Bandwidth is a measure of the capacity of a line in kbps (kilobits per second). Latency is a measure of the speed of a line between two hosts in ms (milliseconds). Factors that affect bandwidth include the physical properties of the medium being used and whether it is shared. Cable and all wireless connections are shared media. Factors that affect latency include packet loss, your distance from DSLAMs, antennas or routers, the protocols you are using, the medium you are using (satellite tends to have higher latency values than DSL, for example), throttling and bandwidth-shaping and packet size (MTU).
If a host uses too much of the bandwidth available to it, latency rises as a result of network congestion. A traffic analogy can help you understand network congestion. Only a limited number of cars can fit on any given road. The more cars on the road, the more slowly all them will travel. When a lot of cars arrive at a traffic light (equivalent to a router or server for the purposes of this analogy) they queue up. When the light turns green, each of them will take more time to get through the intersection than they would have on an empty road, because they are waiting for the cars in front of them to move. Congestion happens when a host sends or receives enough packets simultaneously to saturate the available bandwidth. Only a limited number of packets can fit on any given line, and when they arrive at routers or servers
they must wait in a queue to be processed. The more packets there are on the line, the longer the queue becomes, and the more slowly all of those packets will be transmitted.
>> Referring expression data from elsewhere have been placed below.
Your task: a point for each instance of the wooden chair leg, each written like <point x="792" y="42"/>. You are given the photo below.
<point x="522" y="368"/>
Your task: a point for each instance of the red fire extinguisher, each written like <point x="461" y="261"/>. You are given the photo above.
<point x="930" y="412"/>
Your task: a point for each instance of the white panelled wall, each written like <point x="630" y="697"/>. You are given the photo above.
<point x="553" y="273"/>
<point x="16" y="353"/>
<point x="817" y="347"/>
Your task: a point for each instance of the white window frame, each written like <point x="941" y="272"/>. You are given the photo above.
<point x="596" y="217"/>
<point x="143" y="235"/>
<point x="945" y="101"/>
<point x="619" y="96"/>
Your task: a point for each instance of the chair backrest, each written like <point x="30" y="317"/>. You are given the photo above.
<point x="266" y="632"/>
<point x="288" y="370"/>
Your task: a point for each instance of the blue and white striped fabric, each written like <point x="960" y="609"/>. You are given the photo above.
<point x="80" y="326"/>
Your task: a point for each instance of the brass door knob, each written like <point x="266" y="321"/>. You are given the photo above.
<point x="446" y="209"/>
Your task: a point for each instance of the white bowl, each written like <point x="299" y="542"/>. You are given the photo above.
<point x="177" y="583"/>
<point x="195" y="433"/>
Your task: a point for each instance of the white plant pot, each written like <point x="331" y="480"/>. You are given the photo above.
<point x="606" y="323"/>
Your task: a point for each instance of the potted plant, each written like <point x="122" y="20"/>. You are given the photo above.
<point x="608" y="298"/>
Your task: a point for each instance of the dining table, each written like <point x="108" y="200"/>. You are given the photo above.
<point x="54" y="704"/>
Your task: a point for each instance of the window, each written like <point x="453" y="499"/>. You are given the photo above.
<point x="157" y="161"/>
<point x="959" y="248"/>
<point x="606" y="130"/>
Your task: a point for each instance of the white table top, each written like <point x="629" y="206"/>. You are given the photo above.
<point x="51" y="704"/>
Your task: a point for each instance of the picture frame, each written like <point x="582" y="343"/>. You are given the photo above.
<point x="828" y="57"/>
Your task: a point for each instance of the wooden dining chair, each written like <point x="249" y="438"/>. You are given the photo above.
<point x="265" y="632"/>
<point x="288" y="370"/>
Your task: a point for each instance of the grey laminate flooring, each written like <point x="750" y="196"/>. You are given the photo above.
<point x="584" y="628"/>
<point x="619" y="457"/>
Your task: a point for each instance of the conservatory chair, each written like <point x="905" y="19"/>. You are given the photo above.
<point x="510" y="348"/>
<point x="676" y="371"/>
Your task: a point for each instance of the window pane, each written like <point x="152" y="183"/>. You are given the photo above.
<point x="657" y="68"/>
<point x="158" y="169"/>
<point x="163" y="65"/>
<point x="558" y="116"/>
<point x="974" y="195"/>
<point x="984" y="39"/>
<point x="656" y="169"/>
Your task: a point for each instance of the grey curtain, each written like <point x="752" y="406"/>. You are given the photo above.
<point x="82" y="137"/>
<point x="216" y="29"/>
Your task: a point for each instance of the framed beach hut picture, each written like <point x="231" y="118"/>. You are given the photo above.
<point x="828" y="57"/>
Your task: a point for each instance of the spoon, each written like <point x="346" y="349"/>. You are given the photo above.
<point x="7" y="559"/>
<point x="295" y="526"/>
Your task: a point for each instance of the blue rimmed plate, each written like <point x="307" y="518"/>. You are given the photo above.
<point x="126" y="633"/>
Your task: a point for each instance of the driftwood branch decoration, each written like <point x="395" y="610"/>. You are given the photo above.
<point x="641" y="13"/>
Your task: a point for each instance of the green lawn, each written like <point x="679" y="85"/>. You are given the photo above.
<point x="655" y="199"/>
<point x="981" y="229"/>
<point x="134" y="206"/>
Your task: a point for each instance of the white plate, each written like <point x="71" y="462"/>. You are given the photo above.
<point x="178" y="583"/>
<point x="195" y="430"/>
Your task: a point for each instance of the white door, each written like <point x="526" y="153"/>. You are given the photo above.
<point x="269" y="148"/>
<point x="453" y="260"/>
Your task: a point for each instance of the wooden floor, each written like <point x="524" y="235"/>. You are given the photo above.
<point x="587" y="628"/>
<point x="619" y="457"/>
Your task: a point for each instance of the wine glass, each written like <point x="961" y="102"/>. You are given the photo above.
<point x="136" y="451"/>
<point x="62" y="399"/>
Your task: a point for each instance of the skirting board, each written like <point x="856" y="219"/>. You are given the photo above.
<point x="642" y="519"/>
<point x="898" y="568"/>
Congestion-related latency may be exaggerated when an ISP responds to heavy use of its line by reducing the amount of bandwidth available to the host. Providers control access to their bandwidth with throttling and traffic shaping in order to ensure that each host on their networks only uses the explicit or implicit quota allocated to it.
TIP: Using only 90-99% of the available bandwidth will help to keep latency values low for all types of connections.
A line’s bandwidth delay product is a measure in bits (or bytes) of the maximum amount of data that can be carried on that network circuit at any given time, having been sent but not yet acknowledged. To calculate this value, multiply bandwidth (in kbps) by round-trip delay time (in seconds).